I particularly appreciated the story of the well-meaning guidance counselor who told Mia (the main character with Asperger's Syndrome, who was the target of bullies) that she should just try harder to fit in, to dress differently, to be more pleasing. It's like telling someone if they could just be taller, or become fluent in a foreign language overnight, that life would go so much better. While that may be technically true, it's not helpful and utterly misses the point.
I really connected with Mia, the main character. I know that girl. I WAS that girl. While reading this book, I realized why I used to line up all of my stuffed animals Just So, and why a couple of my kids do that now.
I didn't totally connect with the plot device of having the protagonist (Mia) speaking from heaven before her birth about how she chose her mom, and her perfect recall of her infancy and toddlerhood, but then again, a photographic memory isn't uncommon for people on the autism spectrum. In any event, it didn't detract from my overall appreciation for this book, and others may like it very much. Author D.S. Walker should be thanked for sharing two great perspectives on Asperger's Syndrome: that of a mother and that of her very brave daughter.
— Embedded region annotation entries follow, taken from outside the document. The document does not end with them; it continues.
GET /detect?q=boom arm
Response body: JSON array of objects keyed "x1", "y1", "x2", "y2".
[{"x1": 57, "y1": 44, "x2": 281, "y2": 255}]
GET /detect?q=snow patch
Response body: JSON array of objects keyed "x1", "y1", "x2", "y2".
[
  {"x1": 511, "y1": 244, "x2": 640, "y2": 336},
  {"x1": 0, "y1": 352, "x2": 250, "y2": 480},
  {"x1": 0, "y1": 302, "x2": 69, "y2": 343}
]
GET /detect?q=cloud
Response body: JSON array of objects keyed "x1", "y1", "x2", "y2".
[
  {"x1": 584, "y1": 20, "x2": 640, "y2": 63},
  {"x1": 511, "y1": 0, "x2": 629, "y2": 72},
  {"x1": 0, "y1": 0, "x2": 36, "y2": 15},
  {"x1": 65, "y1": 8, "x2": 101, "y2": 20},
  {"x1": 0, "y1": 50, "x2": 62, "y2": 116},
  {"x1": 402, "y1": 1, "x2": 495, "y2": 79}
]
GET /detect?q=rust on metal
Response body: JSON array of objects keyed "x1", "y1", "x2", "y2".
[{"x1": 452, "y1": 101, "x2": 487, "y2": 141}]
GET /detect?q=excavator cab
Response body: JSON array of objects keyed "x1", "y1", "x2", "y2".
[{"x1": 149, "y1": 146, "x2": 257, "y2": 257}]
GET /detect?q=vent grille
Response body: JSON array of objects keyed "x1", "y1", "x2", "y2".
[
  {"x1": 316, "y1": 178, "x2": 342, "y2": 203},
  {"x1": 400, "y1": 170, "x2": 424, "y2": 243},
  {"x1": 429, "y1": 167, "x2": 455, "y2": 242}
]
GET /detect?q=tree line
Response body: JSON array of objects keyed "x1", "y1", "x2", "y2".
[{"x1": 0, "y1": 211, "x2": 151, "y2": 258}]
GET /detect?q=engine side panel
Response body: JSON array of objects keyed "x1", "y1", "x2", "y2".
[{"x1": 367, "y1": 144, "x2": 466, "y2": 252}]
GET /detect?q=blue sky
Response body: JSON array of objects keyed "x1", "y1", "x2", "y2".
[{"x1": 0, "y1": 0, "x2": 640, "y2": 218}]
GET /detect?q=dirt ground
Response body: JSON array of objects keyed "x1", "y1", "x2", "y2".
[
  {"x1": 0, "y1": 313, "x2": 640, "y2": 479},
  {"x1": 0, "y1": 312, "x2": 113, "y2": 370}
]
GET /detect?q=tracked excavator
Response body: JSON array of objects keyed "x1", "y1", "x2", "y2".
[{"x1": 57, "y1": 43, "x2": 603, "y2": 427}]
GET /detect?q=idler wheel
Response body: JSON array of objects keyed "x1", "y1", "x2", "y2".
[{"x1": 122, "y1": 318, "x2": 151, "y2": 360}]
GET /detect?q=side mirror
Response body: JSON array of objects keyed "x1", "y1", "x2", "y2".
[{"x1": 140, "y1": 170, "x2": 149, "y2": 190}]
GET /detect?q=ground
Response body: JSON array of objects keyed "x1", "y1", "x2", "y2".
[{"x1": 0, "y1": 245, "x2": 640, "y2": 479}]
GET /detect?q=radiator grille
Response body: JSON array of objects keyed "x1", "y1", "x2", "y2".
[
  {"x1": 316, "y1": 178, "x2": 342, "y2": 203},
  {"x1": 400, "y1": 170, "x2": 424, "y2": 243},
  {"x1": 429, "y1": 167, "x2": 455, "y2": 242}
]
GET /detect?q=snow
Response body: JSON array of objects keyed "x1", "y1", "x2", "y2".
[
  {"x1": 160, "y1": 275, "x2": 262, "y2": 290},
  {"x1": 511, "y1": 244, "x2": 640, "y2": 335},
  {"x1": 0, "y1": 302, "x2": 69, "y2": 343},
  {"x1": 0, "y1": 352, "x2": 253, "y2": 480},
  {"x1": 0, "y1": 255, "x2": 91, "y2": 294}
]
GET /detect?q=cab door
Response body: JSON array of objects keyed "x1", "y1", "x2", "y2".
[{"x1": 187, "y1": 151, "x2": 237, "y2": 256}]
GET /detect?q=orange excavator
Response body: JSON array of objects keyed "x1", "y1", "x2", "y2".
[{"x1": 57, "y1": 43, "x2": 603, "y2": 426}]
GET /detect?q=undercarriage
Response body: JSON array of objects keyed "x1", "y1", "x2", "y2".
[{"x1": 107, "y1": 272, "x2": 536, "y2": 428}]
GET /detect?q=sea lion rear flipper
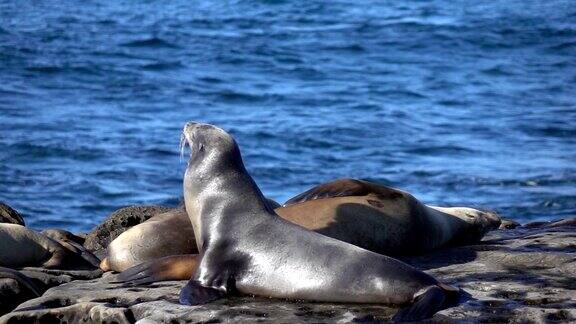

I also appreciated the author's fearless and honest treatment of the family problems that can be caused by geographic, generational and cultural differences, and special needs, and how love shines through all of it. She also touched on the strain that can be put on a marriage when the parents have widely differing perspectives a child's challenges.
In the Epilogue, the author hints at a sequel; I look forward to seeing it.
I give Delightfully Different five stars because it's a lovely story, well told, and a book that everyone would benefit from reading.